Vintage mysteries: Two books, two names, one writer

I’m going to double up on some of these writing challenge reviews – I was overambitious, and I’ll never manage to comment on all of the books individually. So, here’s my first twin review:

Review: The Problem of the Green Capsule
by John Dickson Carr

A keeper? Yes

Marcus Chesney loved to lecture people about how little most of us really notice. One night, he staged a little show to prove it – his friends and family had to sit in a dark room watching what happened in his adjoining office and getting ready to answer his questions, after the show, about what had just happened. (How did he get them to cooperate? Well, he was rich, and they had hardly any money except what he doled out.)

It was quite a show, too, especially when the weird-looking man in a long tight raincoat and gloves and top hat and dark glasses, with a scarf wrapped around his head to hide his face, stalked into the brightly lit room where Marcus sat “writing”. The intruder went up to Marcus, seized his chin, tipped his head back, and forced a green gelatine capsule into his mouth and down his throat – then turned and walked out. Oh, but it was all part of the show! Marcus pretended to collapse, and then announced that the show was over – the “invisible man” with the green capsule was his assistant Wilbur Emmett. And by the way, where was Wilbur?

It took only a few minutes to find him, outdoors unconscious under a bush, with his skull cracked. Get a doctor! But just then Marcus really collapsed – the green capsule was full of cyanide, and in a few more minutes Marcus was dead.

Was Marcus so passionate about his theories that he would stage his own murder? At least the whole show was filmed, so the police have a chance to study what really happened. Or do they?

Review: Nine – and Death Makes Ten by Carter Dickson

A keeper? Yes, again

(Apparently that grotesque cover is a reissue of the original 1940 design.)

There’s a whole group of vintage mysteries that are often called “country house” stories – get a handful of people isolated in a big old-fashioned English country house, and let the murders begin. Of course, there are various ways of setting up a limited pool of suspects, and this book uses a clever one: set the story on a passenger ship crossing the Atlantic in the first year of World War II, when only the foolish or desperate would risk being sunk by German submarines with  torpedoes.

The Edwardic sets sail from New York City to “a British port” with eight passengers listed. Or are there nine? Anyway, when somebody cuts Estelle Zia Bey’s throat on the second evening at sea, it can’t be that hard to identify the killer. Whoever it was left several fingerprints in her cabin. Before long, everyone on board has been fingerprinted and the prints have been studied – and the prints from Mrs. Zia Bey’s cabin don’t match anybody!

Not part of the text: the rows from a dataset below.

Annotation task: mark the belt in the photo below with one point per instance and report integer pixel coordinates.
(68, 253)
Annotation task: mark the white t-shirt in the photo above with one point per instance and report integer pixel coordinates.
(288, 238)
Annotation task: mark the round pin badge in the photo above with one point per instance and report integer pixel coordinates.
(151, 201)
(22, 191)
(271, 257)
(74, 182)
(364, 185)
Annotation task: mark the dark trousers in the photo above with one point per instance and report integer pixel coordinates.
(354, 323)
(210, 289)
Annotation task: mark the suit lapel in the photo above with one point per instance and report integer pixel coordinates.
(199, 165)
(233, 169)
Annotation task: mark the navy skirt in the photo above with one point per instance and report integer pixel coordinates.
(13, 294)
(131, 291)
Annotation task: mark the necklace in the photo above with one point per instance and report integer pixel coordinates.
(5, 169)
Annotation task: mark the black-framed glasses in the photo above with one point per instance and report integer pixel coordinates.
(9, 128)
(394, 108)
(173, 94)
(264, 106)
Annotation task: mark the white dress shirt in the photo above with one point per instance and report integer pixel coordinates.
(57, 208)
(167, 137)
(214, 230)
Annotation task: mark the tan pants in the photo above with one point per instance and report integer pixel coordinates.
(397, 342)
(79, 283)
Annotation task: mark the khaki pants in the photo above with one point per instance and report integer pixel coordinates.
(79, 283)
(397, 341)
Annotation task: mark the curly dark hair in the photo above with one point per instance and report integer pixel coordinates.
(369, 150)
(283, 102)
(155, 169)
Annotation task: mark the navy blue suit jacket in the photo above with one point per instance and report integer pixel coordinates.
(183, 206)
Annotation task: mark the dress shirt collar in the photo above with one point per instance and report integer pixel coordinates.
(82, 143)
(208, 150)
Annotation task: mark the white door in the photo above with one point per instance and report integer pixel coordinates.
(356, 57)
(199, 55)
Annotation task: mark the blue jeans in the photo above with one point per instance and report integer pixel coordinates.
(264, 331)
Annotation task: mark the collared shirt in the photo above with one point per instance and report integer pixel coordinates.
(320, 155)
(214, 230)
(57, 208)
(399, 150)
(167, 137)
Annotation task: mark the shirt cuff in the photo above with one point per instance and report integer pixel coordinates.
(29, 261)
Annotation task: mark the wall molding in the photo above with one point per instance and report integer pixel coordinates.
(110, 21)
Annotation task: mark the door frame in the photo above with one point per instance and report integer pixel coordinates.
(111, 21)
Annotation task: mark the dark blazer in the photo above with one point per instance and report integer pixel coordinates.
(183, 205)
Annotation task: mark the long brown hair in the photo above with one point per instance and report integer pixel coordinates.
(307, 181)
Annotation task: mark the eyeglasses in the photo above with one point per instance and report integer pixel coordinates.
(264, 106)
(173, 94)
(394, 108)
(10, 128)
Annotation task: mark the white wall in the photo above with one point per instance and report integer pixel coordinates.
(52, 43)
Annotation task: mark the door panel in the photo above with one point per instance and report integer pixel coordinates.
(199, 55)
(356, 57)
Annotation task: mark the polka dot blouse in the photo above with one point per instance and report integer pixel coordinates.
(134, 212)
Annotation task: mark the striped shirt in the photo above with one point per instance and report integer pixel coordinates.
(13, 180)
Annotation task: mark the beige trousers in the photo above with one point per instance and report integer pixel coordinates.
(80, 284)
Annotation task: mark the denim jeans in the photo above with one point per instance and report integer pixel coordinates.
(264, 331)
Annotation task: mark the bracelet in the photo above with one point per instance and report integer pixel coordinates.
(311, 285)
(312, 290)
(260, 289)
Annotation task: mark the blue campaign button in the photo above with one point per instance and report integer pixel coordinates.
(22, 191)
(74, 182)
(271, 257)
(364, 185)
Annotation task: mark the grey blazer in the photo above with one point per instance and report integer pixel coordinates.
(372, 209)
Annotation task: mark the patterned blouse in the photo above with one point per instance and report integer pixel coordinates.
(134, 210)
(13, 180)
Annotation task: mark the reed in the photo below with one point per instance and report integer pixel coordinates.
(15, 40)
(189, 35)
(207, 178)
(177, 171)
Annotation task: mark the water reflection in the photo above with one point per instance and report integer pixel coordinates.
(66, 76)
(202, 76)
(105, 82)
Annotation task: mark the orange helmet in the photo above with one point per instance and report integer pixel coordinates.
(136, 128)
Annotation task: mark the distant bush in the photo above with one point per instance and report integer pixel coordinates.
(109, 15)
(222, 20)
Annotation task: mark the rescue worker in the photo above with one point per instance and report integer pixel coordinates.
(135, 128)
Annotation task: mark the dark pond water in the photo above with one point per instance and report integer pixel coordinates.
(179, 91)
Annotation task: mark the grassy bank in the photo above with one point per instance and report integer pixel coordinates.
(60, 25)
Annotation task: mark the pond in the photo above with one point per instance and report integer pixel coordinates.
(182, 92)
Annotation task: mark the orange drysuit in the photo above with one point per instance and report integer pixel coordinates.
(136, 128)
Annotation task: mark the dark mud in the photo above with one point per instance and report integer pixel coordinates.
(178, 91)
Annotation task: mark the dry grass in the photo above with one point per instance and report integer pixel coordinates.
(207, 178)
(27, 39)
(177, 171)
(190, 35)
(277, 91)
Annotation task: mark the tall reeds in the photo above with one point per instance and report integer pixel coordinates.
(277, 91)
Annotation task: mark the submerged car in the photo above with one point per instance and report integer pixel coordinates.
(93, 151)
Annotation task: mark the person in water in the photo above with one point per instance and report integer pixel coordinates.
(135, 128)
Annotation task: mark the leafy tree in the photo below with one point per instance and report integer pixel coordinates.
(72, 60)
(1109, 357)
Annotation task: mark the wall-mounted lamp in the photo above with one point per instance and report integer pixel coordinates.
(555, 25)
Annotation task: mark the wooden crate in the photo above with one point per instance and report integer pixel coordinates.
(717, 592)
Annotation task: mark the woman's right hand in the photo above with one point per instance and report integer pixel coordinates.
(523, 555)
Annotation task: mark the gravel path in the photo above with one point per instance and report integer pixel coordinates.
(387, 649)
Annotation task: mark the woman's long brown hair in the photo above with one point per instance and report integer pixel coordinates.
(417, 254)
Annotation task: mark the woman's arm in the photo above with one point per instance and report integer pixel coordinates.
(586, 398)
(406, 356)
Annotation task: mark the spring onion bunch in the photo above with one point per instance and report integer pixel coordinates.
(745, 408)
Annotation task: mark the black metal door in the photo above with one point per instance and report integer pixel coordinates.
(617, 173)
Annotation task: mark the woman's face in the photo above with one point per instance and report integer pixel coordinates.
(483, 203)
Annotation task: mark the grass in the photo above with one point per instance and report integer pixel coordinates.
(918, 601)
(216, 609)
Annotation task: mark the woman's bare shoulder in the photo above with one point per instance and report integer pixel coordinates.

It’s a trick, of course, with more and more tricks behind it. And as the killer feels more and more trapped, more people will die. But is there a spy on board trying to signal enemy ships? Even if they can catch Estelle’s murderer, will any of them survive this voyage?

(Most of the Carter Dickson books are comic, or try to be comic. This one has a convincingly tense atmosphere, probably because, as Dickson explains in a note at the beginning, he based the situation on an Atlantic crossing he made in late 1939.)

Hmm, the authors sure have similar names, don’t they?

Back in the thirties through the fifties, people who liked mysteries involving impossible puzzles could choose from the latest books by either John Dickson Carr or Carter Dickson. The two men had slightly different “flavors” – Carter Dickson liked to throw in some slapstick comedy with his series detective Sir Henry Merrivale – but other than that, their stories were so similar you’d think they were written by the same person.

And they were. John Dickson Carr wrote an amazing number of books, even for that period when popular writers churned out a couple of stories a year; so many that he felt he needed to use a different name for some of them. (I assume he got all the money, though.)

Anyway, these are two good examples of his work, even though neither one involves the “locked room” situations he was famous for. (Maybe because of that. Some of his locked rooms are pretty far-fetched.) Both have genuinely scary moments, and both lean harder on confusing you about the characters’ real personalities than on expecting the killer to pull off unbelievably complicated stunts.

6 responses to “Vintage mysteries: Two books, two names, one writer

  1. I am going to hunt down some of these books and add them to my reading list – just got to get to the bottom of the existing pile first 🙂

  2. I’m a huge fan of Carr and really enjoyed the reviews, thanks. The Carter Dickson book was I think the second book if his that I ever read (the first was THE READER IS WARNED, whch is an underrated classic) – that was 30 years ago and I still remember the shipboard tale and the fingerprint gimmick – clearly made an impression!

    • Glad you liked them! I first came across The Reader Is Warned when I was in my teens, and while I forgot a lot of the details the basic setup stayed with me for years and years until I was able to find a copy again. He does have that gift of being memorable, doesn’t he?